Kim is 38 years old; she married Alan in 2006 after a whirlwind romance. Alan is 76 years old; Kim lovingly describes him as the ‘pain of my life’. Alan has dementia, he’s in a hospital bed in the front room and needs a new hip, Kim has her own health issues. The couple have limited family support, Alan has children, but connections are limited, Kim’s dad supports her with shopping and lifts but doesn’t get on with Alan, ‘they clash’.
Kim recently completed the Empowered Conversations after her Dementia Support Worker at Age UK Salford told her about it. I asked Kim what she found challenging about being a carer for Alan.
‘Managing my frustration, Alan repeats things, I think, we’ve just had that conversation!’. I didn’t have the understanding I needed. I expected Alan to be the same Alan that I’d married.
‘Since completing the course, I’m managing my frustrations much better. I understand more, my expectations have changed. Alan lives in the living room, before the course I’d shout from kitchen through to the living room ‘babe do you want a brew?’. Alan wouldn’t respond, so I’d keep repeating and shouting the same question. Then I’d come into the living room ‘heated’, and shout ‘do you want a cup of tea?’. I realise now that if he’s watching the TV or looking at the bird in the cage, that’s all that’s going on for him. He’s not ignoring me; he just can’t process everything.

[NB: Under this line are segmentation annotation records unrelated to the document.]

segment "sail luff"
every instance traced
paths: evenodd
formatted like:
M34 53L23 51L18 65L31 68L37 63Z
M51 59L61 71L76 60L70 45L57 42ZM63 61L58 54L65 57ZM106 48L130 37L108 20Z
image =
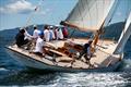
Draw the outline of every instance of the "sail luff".
M97 30L107 17L115 0L79 0L66 20L66 24L81 30ZM69 25L69 26L70 26Z
M123 52L123 48L124 48L130 36L131 36L131 12L130 12L129 17L126 22L124 29L122 30L121 36L118 40L118 45L117 45L116 50L114 52L115 54Z

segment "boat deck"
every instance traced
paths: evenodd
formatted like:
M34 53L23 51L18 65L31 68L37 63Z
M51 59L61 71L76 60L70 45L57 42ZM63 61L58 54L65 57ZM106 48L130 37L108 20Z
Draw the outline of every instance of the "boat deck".
M58 48L62 48L64 46L64 42L67 41L70 44L84 45L87 40L86 39L55 40L47 42L47 45L53 47L55 49L58 49ZM32 59L44 62L49 65L58 65L58 66L72 67L72 69L93 69L93 67L103 67L103 66L105 67L118 62L120 60L120 55L112 54L115 47L116 44L114 44L114 41L99 40L96 47L96 51L91 58L90 63L85 63L86 60L84 59L84 57L82 57L81 60L78 60L75 58L70 58L67 54L57 51L55 49L48 49L48 50L57 54L60 54L61 57L53 58L46 54L45 58L41 58L39 55L31 53L28 50L17 48L16 45L10 46L9 48L19 53L22 53L26 57L29 57ZM52 61L52 59L55 59L56 61Z

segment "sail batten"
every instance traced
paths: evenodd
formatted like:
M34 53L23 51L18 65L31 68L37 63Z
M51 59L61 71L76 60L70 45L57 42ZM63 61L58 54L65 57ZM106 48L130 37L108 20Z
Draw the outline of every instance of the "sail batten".
M79 0L66 22L81 30L97 30L107 17L115 0Z

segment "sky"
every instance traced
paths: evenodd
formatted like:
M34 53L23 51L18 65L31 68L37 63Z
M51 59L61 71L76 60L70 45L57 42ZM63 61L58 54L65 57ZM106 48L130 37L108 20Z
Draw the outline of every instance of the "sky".
M0 0L0 30L34 24L58 25L66 20L76 2L78 0ZM130 11L131 0L119 0L111 23L124 21Z
M76 2L78 0L0 0L0 30L32 24L58 25Z

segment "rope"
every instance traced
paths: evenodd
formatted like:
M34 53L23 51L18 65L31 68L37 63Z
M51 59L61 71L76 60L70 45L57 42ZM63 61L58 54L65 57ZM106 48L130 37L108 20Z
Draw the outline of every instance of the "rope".
M44 0L40 0L40 1L38 2L38 4L36 5L35 10L34 10L35 12L33 12L33 13L31 14L31 16L27 17L27 22L26 22L26 24L25 24L25 27L29 24L29 22L31 22L32 17L34 16L34 14L38 11L38 9L40 8L43 1L44 1Z

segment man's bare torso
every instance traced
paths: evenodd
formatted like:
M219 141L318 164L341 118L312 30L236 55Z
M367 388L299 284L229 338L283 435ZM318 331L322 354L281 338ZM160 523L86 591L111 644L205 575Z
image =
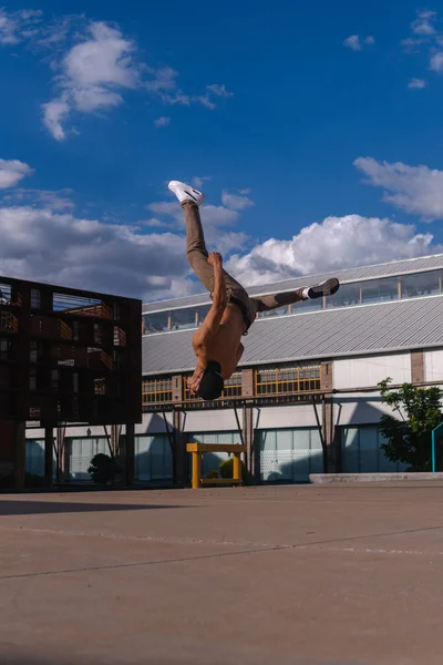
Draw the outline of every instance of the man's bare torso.
M196 357L203 365L207 360L217 360L222 367L223 378L228 379L233 376L241 356L244 348L241 335L245 330L246 324L240 308L234 303L227 303L214 337L204 344L198 344L198 331L194 335L193 347Z

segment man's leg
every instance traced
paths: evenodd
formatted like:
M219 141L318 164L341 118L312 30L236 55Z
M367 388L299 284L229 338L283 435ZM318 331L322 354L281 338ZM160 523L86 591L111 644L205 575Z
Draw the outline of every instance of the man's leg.
M205 244L205 235L203 233L200 213L198 206L192 201L184 201L182 207L185 213L186 221L186 258L197 275L202 284L209 293L214 290L214 269L208 264L208 252ZM224 270L226 289L240 297L247 294L244 287Z
M293 305L300 300L311 300L321 298L322 296L331 296L339 289L339 280L336 277L326 279L321 284L315 286L306 286L293 291L285 291L282 294L271 294L270 296L258 296L251 298L257 301L257 311L269 311L278 309L285 305Z

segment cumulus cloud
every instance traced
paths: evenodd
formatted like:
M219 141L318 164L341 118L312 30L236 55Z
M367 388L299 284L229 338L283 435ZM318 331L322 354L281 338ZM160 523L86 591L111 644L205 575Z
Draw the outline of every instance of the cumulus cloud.
M244 256L231 256L226 268L253 286L442 250L431 234L415 233L412 224L346 215L311 224L288 241L270 238Z
M34 9L21 9L9 12L0 7L0 44L14 45L29 38L40 23L42 12Z
M162 294L189 273L183 235L144 234L49 207L0 206L0 274L132 296Z
M212 83L210 85L206 85L207 90L215 94L216 96L229 98L234 96L234 92L229 92L226 90L226 85L219 83Z
M173 217L184 224L184 214L178 201L158 201L150 203L147 208L156 215ZM200 206L205 226L229 226L239 219L239 213L224 205L205 204Z
M19 160L0 160L0 190L16 187L23 177L31 175L33 168Z
M120 90L138 85L134 51L135 44L117 28L99 21L89 24L85 38L62 60L61 93L43 104L43 122L54 139L65 139L63 122L73 109L91 113L117 106L123 101Z
M443 72L443 52L439 51L431 57L430 69L437 74Z
M375 43L375 39L372 35L365 37L362 41L359 34L351 34L343 41L343 47L351 49L352 51L362 51L363 45L372 45Z
M203 184L207 181L210 181L210 175L195 175L192 180L192 184L194 187L197 187L197 190L202 190Z
M224 190L222 194L222 203L231 211L243 211L254 205L254 201L248 196L245 196L246 193L248 193L248 191L231 193Z
M35 54L43 51L43 61L56 72L52 99L41 106L43 124L56 141L66 139L73 112L111 110L121 105L131 90L147 91L163 104L199 104L209 110L216 108L215 100L233 96L218 83L206 85L200 94L184 92L176 70L142 62L135 41L119 25L90 21L84 14L43 22L40 10L8 12L0 8L0 45L20 42Z
M435 28L432 24L436 18L435 11L418 11L416 19L411 23L412 32L414 34L434 34Z
M75 205L72 201L73 191L69 188L58 190L12 190L3 195L3 202L9 205L31 205L34 207L47 207L51 211L72 211Z
M383 201L413 215L443 218L443 171L372 157L359 157L354 165L368 175L367 184L384 188Z
M167 127L167 125L171 124L171 117L166 117L165 115L162 115L161 117L157 117L157 120L154 120L154 125L156 127Z
M426 81L424 81L423 79L411 79L411 81L408 83L408 88L411 88L413 90L422 90L425 86Z

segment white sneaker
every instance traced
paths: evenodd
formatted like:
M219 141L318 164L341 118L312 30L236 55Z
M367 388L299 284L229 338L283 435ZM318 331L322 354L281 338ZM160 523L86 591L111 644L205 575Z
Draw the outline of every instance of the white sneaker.
M205 201L205 195L195 187L181 183L179 181L171 181L167 185L171 192L174 192L181 203L184 201L192 201L197 205L200 205Z
M340 283L337 277L331 277L330 279L326 279L320 284L316 284L315 286L308 286L303 289L302 296L306 299L321 298L322 296L332 296L340 288Z

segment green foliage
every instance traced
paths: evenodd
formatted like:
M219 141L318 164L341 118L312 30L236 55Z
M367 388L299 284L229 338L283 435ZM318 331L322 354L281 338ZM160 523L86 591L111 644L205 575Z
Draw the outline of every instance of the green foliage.
M233 466L234 458L224 460L219 468L220 478L233 478ZM249 473L245 467L245 462L241 462L241 480L244 484L249 484Z
M392 408L398 418L384 415L380 432L388 459L409 466L408 471L431 470L432 430L443 420L440 388L414 388L403 383L399 390L390 388L391 378L380 381L382 403Z
M95 454L92 458L91 466L87 469L87 473L97 484L109 484L112 480L114 480L115 473L119 472L120 468L115 460L103 452L99 452L99 454Z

Now I come in and look him in the face before checking if he wants a brew’.
Invitation to respond has been massive for me. We have carers coming in 4 times a day, they are supposed to be dementia specialists, but the dementia care is severely lacking. They come in with their coats on and ask Alan if he wants changing, Alan just says no even though he does need it.
We’ve had a recent care review with our Social Worker and the Care Co-Ordinator, the course gave me the confidence to challenge the service being provided. They need to come in and connect with him first before talking about his personal care. I delivered this with absolute confidence, they agreed but I’m not sure they will change anything.
We have one fantastic carer who does it naturally, they should take lessons from her. She talks Alan through every step even when she’s doing a cleaning call. I can see the difference in him and how he responds with her. She make’s sure he’s an ease and explains everything.
The others do not communicate with him, they sit there writing their notes, not chatting to him. The course helped me to identify this, if I hadn’t been on the course I would have just accepted the care he was getting, I wouldn’t have known any difference.’
What advice would give to other family carers?
Breathe. Count to 10. Don’t take it personal, it’s not you that they are angry with, it’s their frustrations and it can come out in anger. Step away.
When somebody repeats themselves try to respond as if it’s the first time they are asking you. If you don’t it just creates barriers between you and that person, and they will remember how it’s left them feeling.
Can you describe your relationship with Alan?
I didn’t know how to deal with him. He’s always been a feisty person. Now he’s even feistier. Laughter is the best medicine. We’ve always been able to laugh about things. We laugh at each other. Our first conversation was about farting and that was in 2006.
How would you sum up the course and what it’s given to you both?
Understanding, knowledge and empowerment. Knowledge helps you to change behaviours to better help each other.